Açıklama, ABD, Almanya ve Kanada başta olmak üzere bazı ülkelerin Ankara'daki büyükelçiliklerinin sosyal medya hesaplarında da paylaşıldı.
Büyükelçiler Dışişleri Bakanlığı'na davet edilirken, başta Cumhurbaşkanı Erdoğan olmak üzere birçok siyasi bu açıklamaya tepki gösterdi. Erdoğan, bu kişilerin "istenmeyen adam" ilan edilmeleri için talimat verdiğini söyledi.
"ÜLKEMİZE DÖNÜK YANLIŞTAN GERİ DÖNÜLMÜŞTÜR"
ABD'nin Ankara Büyükelçiliği dün yaptığı paylaşımda, diplomatların, bulunduğu ülkelerin kanun ve nizamlarına riayet etmesini öngören Diplomatik İlişkiler Hakkındaki Viyana Sözleşmesi'nin 41. maddesine riayet edildiğini açıkladı. Büyükelçiliğin, Viyana Sözleşmesi'nin 41. maddesine ilişkin yaptığı açıklama, Cumhurbaşkanı Erdoğan tarafından olumlu karşılandı.
Kabine toplantısının ardından konuşan Erdoğan, "Ülkemize dönük yanlıştan geri dönülmüştür. Büyükelçilerin bundan sonraki süreçte daha dikkatli olacaklarına inanıyorum" dedi.
ÇAVUŞOĞLU, SÜRECİN PERDE ARKASINI ANLATTI
Dışişleri Bakanı Mevlüt Çavuşoğlu da CNN TÜRK'ten Dicla Canova'ya büyükelçi krizi ve gündeme dair önemli açıklamalarda bulunurken, büyükelçi meselesine de değindi.

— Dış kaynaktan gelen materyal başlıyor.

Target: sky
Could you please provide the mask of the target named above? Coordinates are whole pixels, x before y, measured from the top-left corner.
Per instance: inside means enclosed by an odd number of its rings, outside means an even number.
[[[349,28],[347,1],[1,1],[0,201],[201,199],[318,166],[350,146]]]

"Bu açıklama kabul edilemezdi, yargıya talimat içeriyordu, arkadaşlarıma 'hadlerini bildirin' dedim." diyen Çavuşoğlu, şöyle devam etti:
"Sınır dışı edilmeleri için çalışmalar başlatmıştık. Pazartesi kabinede sınır dışı çalışmalarını arz etmiştik. Sonra büyükelçiler birbirlerine suçu atmaya başladı. Genç diplomatların başlattığı bu hadsiz açıklamayı yaptılar. O zaman nasıl geri dönebiliriz arayışına girdiler. İlk olarak ABD biliyorsunuz açıklama yaptı. Biz Kore'den döndükten sonra bu gelişmeler oldu ve büyükelçiler net bir şekilde geri adım atmak durumunda kaldılar."